Bad inference performance on some CPUs

Dookie · January 24, 2019, 9:32pm

I measured some CPU prediction performance and I got a huge difference in prediction times that I don’t really understand.

I am using this Residual Network with 12 hidden layers for prediction:

github.com

sirmammingtonham/alphastone/blob/master/alphabot/NNet.py

import os
import time
import numpy as np
import sys
sys.path.append('../../')
from utils import Bar, AverageMeter, dotdict

import torch
import torch.optim as optim
from torch.autograd import Variable

from alphanet import DQN as nnet

args = dotdict({
    'lr': 0.001,
    'dropout': 0.3,
    'epochs': 10,
    'batch_size': 64,
    'cuda': True,
    'num_channels': 512,

This file has been truncated. show original

github.com

sirmammingtonham/alphastone/blob/master/alphabot/alphanet.py

'''
neural net output as follows:
21x16 2d tensor = a
    a[0-9,] encode for playing card in hand in position 
    a[10-16,] encode for attacking with minion at position
    a[17,] encode for hero power
    a[18,] encode for hero attack
    a[19,] encode for end turn
    a[20,] encode for card index when given choice
    a[,0-15] encode for targeting available target at index (2 for heroes, 14 for board)
'''
import sys
sys.path.append('..')
import torch
import torch.nn as nn
import torch.nn.functional as F
'''
def get_emb(ni,nf):
    e = nn.Embedding(ni, nf)
    e.weight.data.uniform_(-0.01,0.01)

This file has been truncated. show original

With Pytorch 1.0 (precompiled, no builds from source) a single prediction takes on average
0.022s (no VM Windows 10) or 0.1s (Ubuntu 18.04 VM) on an Intel Core i7-4770K @ 4.2 Ghz and
0.038s (no VM Windows Server 2016 Datacenter) on an Intel Xeon X5680 @ 3.33Ghz but
6.85s on an Opteron 6136 (Ubuntu 18.04 on a VM).
I also got nearly that slow values on an Xeon X5355 (Ubuntu 18.04 on a VM).
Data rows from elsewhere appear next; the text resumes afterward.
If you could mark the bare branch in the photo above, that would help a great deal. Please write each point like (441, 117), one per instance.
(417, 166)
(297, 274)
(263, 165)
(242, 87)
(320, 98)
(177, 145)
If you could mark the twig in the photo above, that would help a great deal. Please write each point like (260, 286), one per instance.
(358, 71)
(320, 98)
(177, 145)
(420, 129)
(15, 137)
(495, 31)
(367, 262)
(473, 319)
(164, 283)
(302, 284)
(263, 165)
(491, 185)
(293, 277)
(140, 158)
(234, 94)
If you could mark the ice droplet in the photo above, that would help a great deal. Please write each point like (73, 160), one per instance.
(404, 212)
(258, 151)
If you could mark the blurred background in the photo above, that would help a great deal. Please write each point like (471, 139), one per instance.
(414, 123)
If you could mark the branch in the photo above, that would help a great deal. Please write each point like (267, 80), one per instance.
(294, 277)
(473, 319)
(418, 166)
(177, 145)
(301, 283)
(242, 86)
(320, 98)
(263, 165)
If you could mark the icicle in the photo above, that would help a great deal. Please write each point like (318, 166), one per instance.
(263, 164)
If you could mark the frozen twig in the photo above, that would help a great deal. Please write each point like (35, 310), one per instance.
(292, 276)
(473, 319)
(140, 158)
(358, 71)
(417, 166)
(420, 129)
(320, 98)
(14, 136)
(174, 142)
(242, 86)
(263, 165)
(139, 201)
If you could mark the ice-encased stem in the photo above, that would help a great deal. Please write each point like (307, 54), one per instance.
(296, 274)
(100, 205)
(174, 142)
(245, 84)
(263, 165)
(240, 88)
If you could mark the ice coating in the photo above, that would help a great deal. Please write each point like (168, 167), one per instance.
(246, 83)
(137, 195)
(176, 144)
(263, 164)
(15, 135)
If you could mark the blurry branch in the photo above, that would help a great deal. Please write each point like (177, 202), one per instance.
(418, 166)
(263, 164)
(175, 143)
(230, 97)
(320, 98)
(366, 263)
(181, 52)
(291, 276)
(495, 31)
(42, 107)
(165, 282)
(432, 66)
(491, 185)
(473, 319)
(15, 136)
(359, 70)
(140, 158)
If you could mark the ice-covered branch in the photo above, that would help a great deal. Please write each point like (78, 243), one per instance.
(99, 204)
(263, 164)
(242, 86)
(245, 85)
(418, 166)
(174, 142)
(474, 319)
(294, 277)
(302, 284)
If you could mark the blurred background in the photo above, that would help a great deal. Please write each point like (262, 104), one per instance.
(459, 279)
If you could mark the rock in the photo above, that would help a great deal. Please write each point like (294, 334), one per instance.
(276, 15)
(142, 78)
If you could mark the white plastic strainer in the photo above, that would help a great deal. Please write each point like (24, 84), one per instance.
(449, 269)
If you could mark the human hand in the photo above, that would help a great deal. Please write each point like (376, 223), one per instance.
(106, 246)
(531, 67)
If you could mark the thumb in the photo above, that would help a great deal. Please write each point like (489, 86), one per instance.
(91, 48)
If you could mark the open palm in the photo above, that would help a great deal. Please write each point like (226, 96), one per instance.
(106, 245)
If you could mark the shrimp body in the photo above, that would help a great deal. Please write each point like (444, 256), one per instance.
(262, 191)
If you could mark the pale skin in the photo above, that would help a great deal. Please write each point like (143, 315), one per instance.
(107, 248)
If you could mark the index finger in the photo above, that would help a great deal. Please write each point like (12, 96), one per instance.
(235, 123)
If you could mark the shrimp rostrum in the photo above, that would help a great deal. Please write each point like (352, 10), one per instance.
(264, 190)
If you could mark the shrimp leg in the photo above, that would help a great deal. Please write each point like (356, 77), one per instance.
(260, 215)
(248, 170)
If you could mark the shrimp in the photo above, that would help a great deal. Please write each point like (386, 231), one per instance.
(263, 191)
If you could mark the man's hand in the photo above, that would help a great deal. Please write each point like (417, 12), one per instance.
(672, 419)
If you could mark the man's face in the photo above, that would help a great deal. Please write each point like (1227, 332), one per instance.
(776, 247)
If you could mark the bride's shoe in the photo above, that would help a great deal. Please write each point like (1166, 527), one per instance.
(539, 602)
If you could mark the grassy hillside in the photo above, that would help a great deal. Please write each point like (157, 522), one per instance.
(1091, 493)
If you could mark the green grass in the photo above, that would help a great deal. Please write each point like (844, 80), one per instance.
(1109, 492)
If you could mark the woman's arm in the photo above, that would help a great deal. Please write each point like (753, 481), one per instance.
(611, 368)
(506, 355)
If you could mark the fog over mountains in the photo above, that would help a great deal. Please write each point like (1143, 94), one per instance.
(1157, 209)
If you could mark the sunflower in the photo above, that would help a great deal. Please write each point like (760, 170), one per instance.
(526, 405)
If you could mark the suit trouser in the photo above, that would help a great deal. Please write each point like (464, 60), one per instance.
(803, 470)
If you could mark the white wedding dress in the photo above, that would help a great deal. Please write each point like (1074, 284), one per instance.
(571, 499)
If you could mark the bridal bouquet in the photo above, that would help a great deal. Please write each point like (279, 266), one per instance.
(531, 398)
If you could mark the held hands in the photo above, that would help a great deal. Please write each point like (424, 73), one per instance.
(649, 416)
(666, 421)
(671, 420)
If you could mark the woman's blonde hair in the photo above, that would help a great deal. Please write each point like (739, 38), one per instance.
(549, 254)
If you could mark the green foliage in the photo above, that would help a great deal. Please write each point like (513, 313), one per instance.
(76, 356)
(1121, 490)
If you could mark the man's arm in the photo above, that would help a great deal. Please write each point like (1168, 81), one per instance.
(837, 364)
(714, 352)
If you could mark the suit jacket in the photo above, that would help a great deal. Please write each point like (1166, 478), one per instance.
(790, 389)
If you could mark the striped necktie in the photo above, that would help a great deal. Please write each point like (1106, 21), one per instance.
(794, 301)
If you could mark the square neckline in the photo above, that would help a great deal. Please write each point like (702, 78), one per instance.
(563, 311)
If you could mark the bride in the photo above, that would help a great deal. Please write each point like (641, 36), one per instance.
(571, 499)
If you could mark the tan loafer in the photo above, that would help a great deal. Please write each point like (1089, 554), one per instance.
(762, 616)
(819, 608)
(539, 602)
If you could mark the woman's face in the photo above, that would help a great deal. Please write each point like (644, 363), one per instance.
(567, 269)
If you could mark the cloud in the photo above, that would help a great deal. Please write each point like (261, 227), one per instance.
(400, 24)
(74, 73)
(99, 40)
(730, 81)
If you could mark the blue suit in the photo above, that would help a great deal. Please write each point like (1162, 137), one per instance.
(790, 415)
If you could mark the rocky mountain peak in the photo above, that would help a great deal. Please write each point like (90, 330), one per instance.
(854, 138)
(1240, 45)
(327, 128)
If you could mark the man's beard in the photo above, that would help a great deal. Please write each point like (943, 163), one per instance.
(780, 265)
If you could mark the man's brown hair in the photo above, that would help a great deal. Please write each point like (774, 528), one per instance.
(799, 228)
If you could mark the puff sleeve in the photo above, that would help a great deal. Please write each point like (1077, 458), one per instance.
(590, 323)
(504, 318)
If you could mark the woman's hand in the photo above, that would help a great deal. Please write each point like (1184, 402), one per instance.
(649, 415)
No I am trying to figure out what’s the reason for THAT bad performance in comparison to the Intel i7.
Is it because SSE4.1 or 4.2 is not supported?

colesbury · January 24, 2019, 9:50pm

PyTorch uses MKL-DNN (https://github.com/intel/mkl-dnn) for CPU convolutions. It’s optimized for Haswell and newer architectures (circa 2013+). I’ve never tried it on much older processors.

Two suggestions:

Run your program under perf top or perf record to see where the time is spent
Try adjusting OMP_NUM_THREADS. Try setting it to 1 or the number of unused cores (and values in between). Sometimes oversubscription (too many threads) can be a problem.

Dookie · January 25, 2019, 11:21pm

Hey @colesbury, thanks for your quick tips. They were very helpful. It makes sense to me hat some of those CPUs were too old for optimizations. And OMP_NUM_THREADS=1 allowed me to improve my programs performance significantly. Cheers!